Q:授業ではクロロフィル蛍光の一次元時系列データから、シアノバクテリアの代謝について解析する方法が紹介された。この手法の高等植物や動物への利用については問題点とされたが、これについて考えてみる。蛍光の検出や吸光度の測定など分光学的な手法は、既に広く利用されているが、基本的に非破壊的であるという点で短い時間間隔での細胞内の変化の観測には非常に優れていると思われる。分子の振動など別のスペクトルを検出することで、代謝の指標として違った分子を利用できる可能性もあるのではないかと思われる。また蛍光の面からはクロロフィル以外にもフラビンモノヌクレオチドなどは利用できないだろうか。多細胞生物での分光分析は、単純に細胞の重なりやシアノバクテリアのような原核生物との代謝系の違いも考えられ、難しいことが予想されるが、細胞間の相互作用などについて考えるのには必要であるようにも思われる。そこで、まずボルボックス目などの比較的単純な体制を持つ生物について行い、そこからヒメツリガネゴケなど複雑な体制を持つ生物を目標にしていくことはできないだろうか。また、単細胞生物としてクラミドモナスなどで同様のことを行うことも、原核生物と真核生物の体制や代謝系の違いを考える助けになるのではないかと考える。

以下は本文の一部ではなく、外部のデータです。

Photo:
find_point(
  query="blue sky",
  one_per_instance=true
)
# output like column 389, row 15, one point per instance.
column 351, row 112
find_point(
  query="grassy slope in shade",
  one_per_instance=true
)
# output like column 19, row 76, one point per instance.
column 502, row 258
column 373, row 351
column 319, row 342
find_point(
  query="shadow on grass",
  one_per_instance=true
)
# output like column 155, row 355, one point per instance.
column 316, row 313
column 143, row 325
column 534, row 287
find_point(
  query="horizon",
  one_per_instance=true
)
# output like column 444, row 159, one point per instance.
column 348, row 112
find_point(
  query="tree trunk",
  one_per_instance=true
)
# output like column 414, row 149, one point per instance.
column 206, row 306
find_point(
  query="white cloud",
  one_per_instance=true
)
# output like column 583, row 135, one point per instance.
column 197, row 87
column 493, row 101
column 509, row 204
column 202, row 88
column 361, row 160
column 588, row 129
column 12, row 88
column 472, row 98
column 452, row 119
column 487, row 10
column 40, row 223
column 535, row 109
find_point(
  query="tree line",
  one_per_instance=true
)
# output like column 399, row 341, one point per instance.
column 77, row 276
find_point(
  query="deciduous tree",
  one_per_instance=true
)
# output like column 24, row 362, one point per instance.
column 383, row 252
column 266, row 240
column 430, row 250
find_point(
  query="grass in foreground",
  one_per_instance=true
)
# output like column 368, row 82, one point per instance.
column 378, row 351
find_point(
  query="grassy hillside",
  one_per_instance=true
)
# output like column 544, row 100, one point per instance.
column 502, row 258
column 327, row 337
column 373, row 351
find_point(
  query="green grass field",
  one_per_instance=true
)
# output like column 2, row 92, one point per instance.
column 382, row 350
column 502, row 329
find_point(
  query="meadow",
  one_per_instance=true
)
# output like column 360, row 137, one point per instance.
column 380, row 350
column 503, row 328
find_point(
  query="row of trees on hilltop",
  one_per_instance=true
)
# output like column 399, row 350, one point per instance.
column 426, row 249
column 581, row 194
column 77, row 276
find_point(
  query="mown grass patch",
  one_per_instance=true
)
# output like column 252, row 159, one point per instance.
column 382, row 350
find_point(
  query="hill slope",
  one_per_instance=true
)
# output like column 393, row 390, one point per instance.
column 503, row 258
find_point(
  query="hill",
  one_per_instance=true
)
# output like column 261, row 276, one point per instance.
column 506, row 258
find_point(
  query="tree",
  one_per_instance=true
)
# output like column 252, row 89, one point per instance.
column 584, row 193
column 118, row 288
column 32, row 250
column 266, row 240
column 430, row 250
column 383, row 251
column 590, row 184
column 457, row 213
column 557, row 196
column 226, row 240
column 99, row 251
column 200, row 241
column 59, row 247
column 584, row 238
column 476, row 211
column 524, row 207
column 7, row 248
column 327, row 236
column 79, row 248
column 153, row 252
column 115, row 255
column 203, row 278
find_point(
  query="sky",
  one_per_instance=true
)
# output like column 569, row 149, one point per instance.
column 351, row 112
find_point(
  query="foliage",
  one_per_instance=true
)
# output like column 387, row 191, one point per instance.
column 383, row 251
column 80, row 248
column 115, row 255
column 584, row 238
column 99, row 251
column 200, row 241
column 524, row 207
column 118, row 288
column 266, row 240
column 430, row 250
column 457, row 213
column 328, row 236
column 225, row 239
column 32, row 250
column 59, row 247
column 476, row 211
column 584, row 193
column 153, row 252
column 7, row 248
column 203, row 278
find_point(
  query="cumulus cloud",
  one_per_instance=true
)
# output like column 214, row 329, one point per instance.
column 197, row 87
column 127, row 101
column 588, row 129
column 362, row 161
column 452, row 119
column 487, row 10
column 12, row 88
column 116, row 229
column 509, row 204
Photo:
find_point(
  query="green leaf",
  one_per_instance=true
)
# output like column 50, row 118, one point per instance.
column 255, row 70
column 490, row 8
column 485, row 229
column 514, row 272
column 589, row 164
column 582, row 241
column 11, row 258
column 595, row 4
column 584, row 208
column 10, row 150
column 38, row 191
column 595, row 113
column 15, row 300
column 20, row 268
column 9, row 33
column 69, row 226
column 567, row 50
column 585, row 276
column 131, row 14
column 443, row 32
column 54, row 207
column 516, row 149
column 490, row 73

A:NAD(P)Hは生体内の還元剤として非常に重要ですが、これは蛍光を発し、しかも酸化還元によって蛍光強度が変化します。これだとミトコンドリアの情報も得られる可能性がありますね。ただ、一番問題なのは、定常状態をモニターしても情報量が少ない、という点です。もし、蛍光が一定なら、得られる情報は単に1つの数字です。クロロフィル蛍光挙動の解析においては、そこで、暗所に細胞をしばらくおいて、そこへ光を照射し、その際の「変化」を時系列でモニターすることによって細胞内の多くの情報を得ています。この部分をどうするかがポイントかも知れません。